Minter and Dunne made their cases Sunday.
“When you’re talking about who is going to be the next governor, you have to think about who has the experience to be able to deliver,” Dunne told a group that filled folding chairs in the home’s front room. Dunne, a former state legislator, AmeriCorps/Vista director and now a Google manager from Hartland, argued that was him.
Matt Dunne, Democratic candidate for governor, talks Sunday with Jen Botzojorns.
Fifteen minutes later, it was Minter’s turn. “I have seen Vermont at its toughest times and also at its best. We can make the impossible possible,” she said. Also a former legislator, she served as Agency of Transportation secretary and the state’s Tropical Storm Irene recovery officer. Minter said it is her experience the state needs most.
Questions directed at the candidates focused on many familiar issues, such as income inequality, gun control, climate change, marijuana legalization and health care.
Bill Butler posed a different kind of question. Declaring the wind turbines on Lowell Mountain a “mistake,” Butler asked Dunne, “Can’t we do this better?”
Dunne acknowledged that when he saw the turbines for the first time, it “took my breath away,” but said he would rely on the state’s energy siting commission to figure out how Vermont should handle such matters. “I’m not going to be an anti-wind person,” he said.
Later, as he mingled in the hallway shoulder to shoulder with fellow Democrats, Butler said, “I’m voting Republican.”
His wife, Susan Harritt, quickly jumped in. “Wouldn’t it be better to say you hope the Democratic candidates get a better understanding of energy creation?” she urged.
Butler said he's a 100 percent Democrat who hasn’t voted for a Republican since former U.S. senator Jim Jeffords, who last ran in 2000, “but this issue is so important to me.”
Butler declared Republican Phil Scott, the lieutenant governor who is seeking the governor’s job, a “decent man” he might be able to vote for. It might mean he'll have to sleep in another room, he quipped.
By the end of the evening, though, Butler had circled through the crowd and chatted with Minter. He was softening back toward his Democratic self. “I may be all right. She’s interested in community sized solutions,” he said.

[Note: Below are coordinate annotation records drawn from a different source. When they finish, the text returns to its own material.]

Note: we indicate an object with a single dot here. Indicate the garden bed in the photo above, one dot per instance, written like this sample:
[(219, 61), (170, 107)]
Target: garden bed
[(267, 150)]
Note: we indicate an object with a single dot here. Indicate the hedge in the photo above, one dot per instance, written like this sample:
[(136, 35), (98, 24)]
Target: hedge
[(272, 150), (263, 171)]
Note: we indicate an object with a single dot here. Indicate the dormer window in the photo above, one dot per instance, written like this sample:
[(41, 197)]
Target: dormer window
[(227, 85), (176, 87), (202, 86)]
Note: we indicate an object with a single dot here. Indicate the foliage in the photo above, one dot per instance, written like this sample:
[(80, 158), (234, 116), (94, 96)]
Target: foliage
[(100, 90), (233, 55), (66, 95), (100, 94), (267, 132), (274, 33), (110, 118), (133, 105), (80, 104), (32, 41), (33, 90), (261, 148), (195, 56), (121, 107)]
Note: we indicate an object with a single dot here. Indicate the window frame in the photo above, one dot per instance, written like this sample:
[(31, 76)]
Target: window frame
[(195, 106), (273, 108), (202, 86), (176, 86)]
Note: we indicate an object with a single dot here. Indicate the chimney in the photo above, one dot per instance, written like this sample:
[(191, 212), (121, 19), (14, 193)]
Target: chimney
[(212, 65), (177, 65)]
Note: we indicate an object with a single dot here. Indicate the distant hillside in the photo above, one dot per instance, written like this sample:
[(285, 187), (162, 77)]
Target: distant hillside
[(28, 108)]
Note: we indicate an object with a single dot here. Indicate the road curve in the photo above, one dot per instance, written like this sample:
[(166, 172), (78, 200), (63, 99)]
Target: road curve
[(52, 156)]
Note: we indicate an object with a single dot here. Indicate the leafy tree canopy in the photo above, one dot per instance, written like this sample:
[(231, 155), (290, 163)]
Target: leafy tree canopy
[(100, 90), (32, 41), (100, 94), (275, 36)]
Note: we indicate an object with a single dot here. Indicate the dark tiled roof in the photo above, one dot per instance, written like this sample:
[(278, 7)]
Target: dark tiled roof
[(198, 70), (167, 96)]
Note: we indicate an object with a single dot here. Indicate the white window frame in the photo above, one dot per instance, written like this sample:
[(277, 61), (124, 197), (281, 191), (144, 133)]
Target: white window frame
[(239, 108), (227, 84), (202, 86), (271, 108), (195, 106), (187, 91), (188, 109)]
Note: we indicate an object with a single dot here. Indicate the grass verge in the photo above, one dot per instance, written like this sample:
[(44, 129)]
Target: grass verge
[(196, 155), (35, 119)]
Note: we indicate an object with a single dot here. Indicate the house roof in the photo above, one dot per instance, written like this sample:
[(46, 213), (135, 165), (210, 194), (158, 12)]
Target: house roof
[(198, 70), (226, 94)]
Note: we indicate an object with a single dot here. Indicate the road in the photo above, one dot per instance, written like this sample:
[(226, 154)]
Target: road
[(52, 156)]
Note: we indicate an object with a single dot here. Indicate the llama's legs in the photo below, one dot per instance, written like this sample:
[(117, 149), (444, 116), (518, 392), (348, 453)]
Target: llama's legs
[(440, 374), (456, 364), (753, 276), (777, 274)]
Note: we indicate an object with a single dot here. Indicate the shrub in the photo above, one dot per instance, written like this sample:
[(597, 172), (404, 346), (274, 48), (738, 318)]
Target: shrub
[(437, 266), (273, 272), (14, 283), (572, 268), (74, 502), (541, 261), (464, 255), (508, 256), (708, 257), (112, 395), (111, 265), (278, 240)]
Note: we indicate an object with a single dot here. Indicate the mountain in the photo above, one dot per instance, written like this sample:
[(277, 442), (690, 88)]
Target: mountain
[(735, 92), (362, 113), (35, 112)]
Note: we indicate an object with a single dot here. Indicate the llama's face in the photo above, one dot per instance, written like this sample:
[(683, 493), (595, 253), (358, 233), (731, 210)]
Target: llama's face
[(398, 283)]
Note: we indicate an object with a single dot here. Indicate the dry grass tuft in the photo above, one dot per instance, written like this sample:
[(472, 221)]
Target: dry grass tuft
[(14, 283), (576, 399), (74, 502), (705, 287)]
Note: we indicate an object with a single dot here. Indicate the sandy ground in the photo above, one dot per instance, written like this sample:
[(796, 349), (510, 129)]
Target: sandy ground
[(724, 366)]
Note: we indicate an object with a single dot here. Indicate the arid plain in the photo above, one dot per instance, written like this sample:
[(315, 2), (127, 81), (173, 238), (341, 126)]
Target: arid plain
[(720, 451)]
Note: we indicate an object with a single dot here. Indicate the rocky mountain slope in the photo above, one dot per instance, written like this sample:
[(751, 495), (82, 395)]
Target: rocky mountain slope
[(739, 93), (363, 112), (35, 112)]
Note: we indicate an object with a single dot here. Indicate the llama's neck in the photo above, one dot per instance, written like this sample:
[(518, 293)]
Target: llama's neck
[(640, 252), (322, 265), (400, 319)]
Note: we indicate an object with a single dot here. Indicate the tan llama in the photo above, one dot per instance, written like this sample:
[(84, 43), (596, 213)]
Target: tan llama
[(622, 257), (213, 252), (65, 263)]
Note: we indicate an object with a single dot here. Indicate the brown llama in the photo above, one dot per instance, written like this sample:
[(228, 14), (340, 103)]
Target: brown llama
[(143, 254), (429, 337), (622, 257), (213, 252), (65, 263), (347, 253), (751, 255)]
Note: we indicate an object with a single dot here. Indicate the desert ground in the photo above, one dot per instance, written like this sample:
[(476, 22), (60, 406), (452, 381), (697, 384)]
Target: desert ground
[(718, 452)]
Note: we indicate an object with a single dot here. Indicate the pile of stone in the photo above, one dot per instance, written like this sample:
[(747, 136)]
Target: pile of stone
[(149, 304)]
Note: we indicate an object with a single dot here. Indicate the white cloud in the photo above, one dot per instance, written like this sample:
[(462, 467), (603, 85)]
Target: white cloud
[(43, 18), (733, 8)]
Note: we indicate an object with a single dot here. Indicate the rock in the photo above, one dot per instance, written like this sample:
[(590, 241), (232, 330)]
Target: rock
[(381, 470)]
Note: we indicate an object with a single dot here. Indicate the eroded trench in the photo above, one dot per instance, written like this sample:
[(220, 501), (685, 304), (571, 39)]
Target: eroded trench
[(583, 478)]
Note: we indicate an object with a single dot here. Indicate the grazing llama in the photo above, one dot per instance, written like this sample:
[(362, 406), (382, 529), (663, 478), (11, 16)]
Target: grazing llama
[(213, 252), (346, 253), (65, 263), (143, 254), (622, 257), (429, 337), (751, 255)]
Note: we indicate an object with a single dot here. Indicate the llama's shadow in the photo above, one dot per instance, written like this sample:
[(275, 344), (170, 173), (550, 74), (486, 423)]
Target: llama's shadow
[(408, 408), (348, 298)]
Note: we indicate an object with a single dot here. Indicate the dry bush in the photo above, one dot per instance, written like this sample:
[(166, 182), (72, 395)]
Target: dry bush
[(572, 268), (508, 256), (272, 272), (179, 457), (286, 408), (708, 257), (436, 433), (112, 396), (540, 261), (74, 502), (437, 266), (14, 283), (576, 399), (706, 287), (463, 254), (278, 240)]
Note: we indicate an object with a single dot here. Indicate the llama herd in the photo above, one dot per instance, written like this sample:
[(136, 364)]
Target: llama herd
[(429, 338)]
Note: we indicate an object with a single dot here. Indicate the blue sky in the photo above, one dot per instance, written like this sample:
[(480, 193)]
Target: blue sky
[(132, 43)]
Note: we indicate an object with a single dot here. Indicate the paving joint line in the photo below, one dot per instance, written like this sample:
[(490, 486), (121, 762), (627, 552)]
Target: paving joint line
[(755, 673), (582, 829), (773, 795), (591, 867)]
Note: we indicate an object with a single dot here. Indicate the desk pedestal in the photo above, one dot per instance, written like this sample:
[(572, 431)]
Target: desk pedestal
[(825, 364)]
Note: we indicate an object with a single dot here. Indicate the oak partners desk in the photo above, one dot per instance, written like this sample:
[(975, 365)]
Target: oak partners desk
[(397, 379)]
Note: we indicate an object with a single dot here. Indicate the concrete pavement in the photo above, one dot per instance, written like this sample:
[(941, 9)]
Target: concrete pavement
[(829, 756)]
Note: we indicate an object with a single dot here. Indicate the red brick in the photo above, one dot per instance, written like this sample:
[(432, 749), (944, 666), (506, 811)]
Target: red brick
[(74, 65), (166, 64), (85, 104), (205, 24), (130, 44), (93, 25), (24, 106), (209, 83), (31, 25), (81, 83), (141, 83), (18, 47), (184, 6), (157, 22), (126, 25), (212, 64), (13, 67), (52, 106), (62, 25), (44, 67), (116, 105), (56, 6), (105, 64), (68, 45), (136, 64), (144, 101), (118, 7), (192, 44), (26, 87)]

On many issues, it seems like there's little to distinguish the Democratic candidates for governor. Gun control is one of the exceptions. Questioned about that, Minter reiterated that she strongly believes the state should adopt universal background checks, noting it's an unpopular position politically. “The background check is a measure that doesn’t undermine the Second Amendment,” she said.
Dunne was more circumspect. Saying he was “taken aback” by the shooting of a state social worker in Barre last year, he said he is open to discussing the issue. Previously, however, Dunne more explicitly opposed extending background checks to gun show and private sales, saying at the time, "I'm focused on things that will actually address the issues we're confronting today."
Rep. George Till (D-Jericho), who asked the lieutenant governor candidates about income inequality, said his decision about whom to support will come down to the candidates’ stances on a handful of issues important to him. For governor, he’d been a Smith supporter, but is now uncommitted and in no hurry. “I’ll talk to them and see who’s the most supportive,” he said.
As Eric Avildsen mingled in the parlor after hearing from the candidates, he said he hasn’t made up his mind who to support. “I don’t think I’m quite ready yet,” he said.
How will he decide? “It will be partly a judgment about who will beat the Republican,” he said. “In some ways, it’s a bit of a calculation.”
Martin Chittenden, the last Federalist governor in Vermont, who once held court in these same rooms, might have been OK with that. His party, too, went up against Republicans.